Richmond is also $131.5 million in debt, which Peterson said in an e-mail was not a significant amount of money compared to the university's total assets -- valued at $2.6 billion as of June 30. The debt is 5 percent of that.
The school acquires debt to pay for new construction costs and other such projects. University officials said that when the school announces a new project, it begins construction as soon as possible, meaning the school must borrow money initially and raise the rest from alumni and other donors later.
John Earl, chairman of the finance department at the E. Claiborne Robins School of Business, said the debt was a healthy amount even in today's financial climate.
"I don't think that there is any question as to the school's ability to pay that money back," Earl said. "Now, it's questionable that we would be able to add any more debt with the credit market the way it is."
The university is planning aggressive construction projects in the coming months, including a new football stadium, road construction, the Weinstein International Center and renovation of the Tyler Haynes Commons.

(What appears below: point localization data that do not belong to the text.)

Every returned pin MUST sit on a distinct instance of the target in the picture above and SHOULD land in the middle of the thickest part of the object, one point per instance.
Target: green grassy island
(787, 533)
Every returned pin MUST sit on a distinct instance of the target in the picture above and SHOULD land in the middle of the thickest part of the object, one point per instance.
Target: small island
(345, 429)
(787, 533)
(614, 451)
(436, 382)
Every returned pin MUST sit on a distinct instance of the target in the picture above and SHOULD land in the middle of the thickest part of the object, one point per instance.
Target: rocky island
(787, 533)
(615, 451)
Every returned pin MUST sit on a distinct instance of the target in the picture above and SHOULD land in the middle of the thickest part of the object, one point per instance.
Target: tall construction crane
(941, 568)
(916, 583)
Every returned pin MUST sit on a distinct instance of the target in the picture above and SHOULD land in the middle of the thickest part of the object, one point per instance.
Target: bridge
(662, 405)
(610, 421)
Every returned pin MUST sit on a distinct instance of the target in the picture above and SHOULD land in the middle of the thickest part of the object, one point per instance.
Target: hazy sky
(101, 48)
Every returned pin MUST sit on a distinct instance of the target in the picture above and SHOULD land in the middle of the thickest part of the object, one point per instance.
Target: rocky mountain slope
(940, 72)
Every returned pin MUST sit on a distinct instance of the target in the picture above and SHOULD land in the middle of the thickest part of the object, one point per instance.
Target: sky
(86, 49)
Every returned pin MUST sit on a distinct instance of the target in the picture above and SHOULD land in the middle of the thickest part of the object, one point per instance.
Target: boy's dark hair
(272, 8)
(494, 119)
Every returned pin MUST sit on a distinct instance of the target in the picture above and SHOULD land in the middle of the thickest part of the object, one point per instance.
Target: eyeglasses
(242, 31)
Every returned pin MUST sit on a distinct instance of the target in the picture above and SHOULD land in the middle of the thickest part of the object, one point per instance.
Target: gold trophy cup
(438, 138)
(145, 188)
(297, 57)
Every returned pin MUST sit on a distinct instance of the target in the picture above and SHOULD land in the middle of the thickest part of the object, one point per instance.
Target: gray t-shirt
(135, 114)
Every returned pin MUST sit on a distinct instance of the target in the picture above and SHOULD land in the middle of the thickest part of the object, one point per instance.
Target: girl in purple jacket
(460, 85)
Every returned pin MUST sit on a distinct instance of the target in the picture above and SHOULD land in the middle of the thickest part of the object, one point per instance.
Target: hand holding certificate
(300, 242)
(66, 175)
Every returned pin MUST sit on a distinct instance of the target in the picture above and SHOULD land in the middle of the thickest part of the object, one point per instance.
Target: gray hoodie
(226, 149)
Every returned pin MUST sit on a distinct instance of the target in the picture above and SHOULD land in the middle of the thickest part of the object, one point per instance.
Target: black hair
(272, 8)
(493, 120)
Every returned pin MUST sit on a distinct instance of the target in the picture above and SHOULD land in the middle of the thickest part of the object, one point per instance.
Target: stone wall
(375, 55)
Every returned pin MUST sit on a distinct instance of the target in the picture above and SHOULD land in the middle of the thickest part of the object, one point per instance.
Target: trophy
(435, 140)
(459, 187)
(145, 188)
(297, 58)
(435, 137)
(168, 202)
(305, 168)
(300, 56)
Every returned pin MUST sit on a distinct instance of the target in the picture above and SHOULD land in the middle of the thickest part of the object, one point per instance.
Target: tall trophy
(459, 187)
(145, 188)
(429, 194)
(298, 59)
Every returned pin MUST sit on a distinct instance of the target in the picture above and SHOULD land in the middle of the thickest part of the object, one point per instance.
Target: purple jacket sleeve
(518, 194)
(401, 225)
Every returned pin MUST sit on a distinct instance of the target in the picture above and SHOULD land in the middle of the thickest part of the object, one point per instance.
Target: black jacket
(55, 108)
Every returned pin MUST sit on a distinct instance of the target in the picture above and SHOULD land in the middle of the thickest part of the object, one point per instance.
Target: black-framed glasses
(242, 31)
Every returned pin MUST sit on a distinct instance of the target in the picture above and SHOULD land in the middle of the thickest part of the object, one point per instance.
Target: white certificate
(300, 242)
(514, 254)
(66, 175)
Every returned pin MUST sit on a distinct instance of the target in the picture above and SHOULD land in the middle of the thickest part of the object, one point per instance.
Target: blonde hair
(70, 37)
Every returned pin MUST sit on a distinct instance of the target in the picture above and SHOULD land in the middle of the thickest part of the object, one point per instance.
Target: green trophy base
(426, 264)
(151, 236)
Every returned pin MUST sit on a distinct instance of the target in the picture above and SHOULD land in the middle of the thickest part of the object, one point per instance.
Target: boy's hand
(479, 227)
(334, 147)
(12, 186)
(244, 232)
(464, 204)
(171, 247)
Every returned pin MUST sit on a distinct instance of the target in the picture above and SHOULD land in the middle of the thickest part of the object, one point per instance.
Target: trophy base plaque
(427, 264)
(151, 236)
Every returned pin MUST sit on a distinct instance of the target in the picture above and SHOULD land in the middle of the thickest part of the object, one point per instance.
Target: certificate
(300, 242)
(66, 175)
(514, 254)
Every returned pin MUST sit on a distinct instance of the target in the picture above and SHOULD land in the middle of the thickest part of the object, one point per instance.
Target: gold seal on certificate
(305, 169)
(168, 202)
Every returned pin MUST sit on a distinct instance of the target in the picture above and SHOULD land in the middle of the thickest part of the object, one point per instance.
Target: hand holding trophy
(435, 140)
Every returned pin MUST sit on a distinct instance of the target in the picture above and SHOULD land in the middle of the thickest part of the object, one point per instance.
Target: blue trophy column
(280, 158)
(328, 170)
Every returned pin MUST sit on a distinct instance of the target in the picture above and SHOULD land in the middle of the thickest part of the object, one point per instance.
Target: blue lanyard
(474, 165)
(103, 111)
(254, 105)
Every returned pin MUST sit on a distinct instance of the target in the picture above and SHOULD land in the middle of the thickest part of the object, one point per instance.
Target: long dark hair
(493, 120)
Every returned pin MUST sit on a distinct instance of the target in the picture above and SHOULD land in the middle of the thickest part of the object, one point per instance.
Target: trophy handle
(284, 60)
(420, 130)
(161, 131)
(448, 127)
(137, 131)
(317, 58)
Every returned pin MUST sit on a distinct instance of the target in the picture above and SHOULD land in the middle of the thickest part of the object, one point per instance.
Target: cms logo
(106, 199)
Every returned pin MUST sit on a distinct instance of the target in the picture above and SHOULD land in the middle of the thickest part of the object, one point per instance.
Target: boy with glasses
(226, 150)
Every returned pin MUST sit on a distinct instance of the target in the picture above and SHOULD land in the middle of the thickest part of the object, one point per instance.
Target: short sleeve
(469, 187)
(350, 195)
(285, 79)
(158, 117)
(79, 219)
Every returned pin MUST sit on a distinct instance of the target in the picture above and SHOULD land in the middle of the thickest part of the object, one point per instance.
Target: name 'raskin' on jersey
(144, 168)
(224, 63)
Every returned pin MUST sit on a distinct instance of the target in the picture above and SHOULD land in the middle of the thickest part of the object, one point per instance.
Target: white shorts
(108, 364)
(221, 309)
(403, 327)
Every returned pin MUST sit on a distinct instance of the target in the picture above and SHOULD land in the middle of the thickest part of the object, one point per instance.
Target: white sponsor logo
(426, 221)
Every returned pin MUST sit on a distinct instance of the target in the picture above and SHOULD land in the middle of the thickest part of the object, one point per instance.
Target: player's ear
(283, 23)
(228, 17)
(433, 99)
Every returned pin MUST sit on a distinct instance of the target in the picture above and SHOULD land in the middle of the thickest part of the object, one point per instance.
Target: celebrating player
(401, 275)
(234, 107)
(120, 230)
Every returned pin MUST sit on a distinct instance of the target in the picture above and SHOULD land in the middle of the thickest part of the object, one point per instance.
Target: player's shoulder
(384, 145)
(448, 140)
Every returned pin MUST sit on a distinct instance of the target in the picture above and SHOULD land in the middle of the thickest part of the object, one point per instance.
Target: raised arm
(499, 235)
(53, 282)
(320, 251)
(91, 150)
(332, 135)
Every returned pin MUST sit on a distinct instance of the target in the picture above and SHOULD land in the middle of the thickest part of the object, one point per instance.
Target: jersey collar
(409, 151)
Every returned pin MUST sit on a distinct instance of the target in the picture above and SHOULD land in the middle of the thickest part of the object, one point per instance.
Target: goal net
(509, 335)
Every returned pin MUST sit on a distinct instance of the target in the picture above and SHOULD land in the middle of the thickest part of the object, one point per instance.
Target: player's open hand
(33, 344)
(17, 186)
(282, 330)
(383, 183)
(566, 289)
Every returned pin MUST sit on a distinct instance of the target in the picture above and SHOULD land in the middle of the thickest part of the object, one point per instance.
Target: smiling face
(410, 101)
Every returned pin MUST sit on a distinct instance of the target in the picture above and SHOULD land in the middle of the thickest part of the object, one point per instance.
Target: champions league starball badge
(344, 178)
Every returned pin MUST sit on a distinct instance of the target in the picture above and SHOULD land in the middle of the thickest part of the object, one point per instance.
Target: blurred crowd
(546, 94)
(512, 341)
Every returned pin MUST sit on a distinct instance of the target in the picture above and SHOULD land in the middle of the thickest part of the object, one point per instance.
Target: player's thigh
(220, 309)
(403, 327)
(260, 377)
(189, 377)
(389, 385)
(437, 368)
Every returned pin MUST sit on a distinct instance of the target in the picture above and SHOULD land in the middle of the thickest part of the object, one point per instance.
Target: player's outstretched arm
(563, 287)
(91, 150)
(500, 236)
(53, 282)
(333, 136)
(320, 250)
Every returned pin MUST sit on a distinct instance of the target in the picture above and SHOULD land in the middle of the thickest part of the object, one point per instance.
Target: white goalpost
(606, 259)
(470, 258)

University officials said projects such as the new football stadium and the Weinstein Center, were already well funded before construction efforts began.
An inability to add new debt could delay the start of some of these projects, but Peterson said it was too soon to say whether any university construction would be put on hold.
The university's budget stands to be squeezed even more by projected increases in energy costs. Already this summer the university was faced with an overall increase in electric utility rates by 30 percent, said Ayers.
Peterson echoed Ayers in saying that students should not worry about the university's financial future.
"Market declines occur from time to time," he said. The school has had "excellent returns on its investments" in recent years, but that this academic year would be difficult, Peterson said.